Thanks in advance for any advice.

Could you provide the output during your training? In addition, I would like to see the definition of the loss function you were using in this case. — TQCH
@TQCH Loss Function: loss_func = nn.CrossEntropyLoss(); Output: Epoch: 1 Loss: 1.5514447689056396, Epoch: 2 Loss: 1.5514447689056396....Epoch: 49 Loss: 1.5514447689056396 — Jack Diskin

TQCH TQCH · Accepted Answer · 2021-01-11T06:48:45

It seems that the problem is due to the softmax activation at the last step of model forward and your loss function, loss_func = nn.CrossEntropyLoss() which actually takes raw logits instead.
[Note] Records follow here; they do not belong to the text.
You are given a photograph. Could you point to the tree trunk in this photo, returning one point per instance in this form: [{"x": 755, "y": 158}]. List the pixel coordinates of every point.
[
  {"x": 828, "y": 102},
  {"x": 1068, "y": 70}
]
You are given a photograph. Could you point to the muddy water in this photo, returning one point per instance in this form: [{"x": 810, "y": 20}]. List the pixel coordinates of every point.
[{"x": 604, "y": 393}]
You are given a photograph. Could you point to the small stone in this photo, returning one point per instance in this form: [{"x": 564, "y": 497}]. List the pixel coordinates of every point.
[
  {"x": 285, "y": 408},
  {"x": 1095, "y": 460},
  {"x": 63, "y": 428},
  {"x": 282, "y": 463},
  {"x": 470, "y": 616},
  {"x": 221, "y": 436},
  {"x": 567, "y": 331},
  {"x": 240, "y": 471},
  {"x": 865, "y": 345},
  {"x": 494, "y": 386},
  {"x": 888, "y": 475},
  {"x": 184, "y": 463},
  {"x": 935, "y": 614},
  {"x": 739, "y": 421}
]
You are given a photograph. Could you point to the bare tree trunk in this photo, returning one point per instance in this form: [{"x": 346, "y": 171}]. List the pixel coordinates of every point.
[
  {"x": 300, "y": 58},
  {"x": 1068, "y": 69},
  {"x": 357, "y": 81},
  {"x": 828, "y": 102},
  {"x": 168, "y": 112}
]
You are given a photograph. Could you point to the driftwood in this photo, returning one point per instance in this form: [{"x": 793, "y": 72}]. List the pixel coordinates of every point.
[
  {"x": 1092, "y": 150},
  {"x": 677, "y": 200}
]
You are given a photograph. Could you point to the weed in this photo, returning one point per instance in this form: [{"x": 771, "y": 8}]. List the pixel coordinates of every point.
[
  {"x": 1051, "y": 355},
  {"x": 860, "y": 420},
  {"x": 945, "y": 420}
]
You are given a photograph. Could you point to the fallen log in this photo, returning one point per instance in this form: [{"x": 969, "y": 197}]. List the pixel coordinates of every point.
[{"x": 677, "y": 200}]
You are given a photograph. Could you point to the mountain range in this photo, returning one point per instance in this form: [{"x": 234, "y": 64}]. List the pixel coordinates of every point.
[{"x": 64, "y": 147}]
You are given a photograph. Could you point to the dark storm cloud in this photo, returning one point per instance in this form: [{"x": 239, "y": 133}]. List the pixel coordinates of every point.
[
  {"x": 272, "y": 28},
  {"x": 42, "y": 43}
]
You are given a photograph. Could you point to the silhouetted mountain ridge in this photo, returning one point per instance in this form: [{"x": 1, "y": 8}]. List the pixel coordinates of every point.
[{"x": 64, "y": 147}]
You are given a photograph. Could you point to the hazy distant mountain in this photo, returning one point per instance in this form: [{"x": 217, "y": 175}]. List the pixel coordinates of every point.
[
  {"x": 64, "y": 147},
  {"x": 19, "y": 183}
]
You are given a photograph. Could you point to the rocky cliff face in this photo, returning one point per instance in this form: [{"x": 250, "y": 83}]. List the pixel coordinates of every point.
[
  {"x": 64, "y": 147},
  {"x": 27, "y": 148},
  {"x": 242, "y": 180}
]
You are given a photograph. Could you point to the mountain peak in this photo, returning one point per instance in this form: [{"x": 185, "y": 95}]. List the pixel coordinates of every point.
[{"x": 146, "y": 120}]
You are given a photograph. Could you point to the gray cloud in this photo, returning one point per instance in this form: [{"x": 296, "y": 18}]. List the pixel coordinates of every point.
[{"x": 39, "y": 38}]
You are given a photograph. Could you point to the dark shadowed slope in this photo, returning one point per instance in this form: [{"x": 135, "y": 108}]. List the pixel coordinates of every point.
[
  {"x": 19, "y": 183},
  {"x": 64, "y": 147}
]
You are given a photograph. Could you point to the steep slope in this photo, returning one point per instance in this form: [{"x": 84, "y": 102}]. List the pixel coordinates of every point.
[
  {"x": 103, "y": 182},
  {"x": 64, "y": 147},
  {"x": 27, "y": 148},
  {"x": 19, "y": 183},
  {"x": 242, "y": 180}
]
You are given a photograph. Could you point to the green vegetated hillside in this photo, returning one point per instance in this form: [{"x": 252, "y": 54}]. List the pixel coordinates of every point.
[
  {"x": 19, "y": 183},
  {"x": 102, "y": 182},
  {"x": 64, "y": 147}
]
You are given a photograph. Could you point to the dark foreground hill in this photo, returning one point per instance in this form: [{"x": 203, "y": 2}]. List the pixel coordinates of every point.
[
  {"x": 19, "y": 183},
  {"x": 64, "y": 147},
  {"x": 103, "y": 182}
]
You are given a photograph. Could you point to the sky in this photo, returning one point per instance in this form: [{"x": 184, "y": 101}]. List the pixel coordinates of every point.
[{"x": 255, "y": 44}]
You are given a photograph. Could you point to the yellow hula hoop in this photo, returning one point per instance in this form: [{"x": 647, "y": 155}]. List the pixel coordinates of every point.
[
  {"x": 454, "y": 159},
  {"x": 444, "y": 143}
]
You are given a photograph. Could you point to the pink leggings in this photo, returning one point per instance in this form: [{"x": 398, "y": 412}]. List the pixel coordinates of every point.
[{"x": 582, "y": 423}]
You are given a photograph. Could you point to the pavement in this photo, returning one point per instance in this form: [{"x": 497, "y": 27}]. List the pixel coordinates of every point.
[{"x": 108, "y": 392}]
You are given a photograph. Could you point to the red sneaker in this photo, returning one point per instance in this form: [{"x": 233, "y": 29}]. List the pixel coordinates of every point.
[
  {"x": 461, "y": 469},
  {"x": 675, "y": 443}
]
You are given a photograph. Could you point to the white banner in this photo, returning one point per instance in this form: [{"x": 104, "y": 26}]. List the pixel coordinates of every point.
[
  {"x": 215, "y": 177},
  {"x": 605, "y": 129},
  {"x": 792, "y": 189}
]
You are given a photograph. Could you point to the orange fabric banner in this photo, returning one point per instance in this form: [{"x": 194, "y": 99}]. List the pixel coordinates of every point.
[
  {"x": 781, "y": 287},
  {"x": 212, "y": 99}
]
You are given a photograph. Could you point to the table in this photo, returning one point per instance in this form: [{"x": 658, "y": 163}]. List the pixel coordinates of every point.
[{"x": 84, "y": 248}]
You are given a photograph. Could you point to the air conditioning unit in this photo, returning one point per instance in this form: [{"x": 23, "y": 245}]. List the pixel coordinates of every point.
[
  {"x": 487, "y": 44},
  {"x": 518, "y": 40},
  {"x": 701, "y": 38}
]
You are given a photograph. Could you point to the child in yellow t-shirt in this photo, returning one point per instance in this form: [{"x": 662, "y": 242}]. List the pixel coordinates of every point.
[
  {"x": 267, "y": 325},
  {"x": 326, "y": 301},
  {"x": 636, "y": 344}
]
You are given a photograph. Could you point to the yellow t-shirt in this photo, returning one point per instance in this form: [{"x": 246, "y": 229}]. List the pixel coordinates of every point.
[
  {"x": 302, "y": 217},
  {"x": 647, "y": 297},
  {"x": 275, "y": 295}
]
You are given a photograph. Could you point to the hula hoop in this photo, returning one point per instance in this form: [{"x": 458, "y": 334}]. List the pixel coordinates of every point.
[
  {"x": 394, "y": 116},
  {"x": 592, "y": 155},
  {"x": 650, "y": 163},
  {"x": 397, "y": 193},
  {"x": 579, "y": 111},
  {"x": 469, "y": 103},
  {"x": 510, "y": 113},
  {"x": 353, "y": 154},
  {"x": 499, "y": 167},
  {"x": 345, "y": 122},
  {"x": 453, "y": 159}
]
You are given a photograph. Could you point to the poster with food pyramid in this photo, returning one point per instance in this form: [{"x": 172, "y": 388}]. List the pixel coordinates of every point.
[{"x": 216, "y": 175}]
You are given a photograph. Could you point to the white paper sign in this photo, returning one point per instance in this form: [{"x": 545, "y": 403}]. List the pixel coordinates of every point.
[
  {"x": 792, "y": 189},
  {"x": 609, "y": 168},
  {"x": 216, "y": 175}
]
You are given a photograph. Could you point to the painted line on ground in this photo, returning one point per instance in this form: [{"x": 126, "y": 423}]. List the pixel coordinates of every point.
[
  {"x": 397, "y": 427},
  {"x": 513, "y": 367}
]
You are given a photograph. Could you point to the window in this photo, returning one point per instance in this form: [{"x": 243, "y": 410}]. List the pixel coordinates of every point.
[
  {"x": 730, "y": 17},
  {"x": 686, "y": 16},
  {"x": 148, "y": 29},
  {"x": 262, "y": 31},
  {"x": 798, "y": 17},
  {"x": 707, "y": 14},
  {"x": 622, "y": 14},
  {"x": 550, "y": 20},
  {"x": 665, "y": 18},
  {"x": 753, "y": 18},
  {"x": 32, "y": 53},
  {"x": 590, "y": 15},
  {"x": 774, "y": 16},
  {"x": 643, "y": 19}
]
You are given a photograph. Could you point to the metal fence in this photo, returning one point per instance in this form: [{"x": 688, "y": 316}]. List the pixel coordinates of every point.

Please check the official documentation:

class torch.nn.CrossEntropyLoss(weight: Optional[torch.Tensor] = None, size_average=None, ignore_index: int = -100, reduce=None, reduction: str = 'mean')

and

This criterion combines nn.LogSoftmax() and nn.NLLLoss() in one single class. The input is expected to contain raw, unnormalized scores for each class.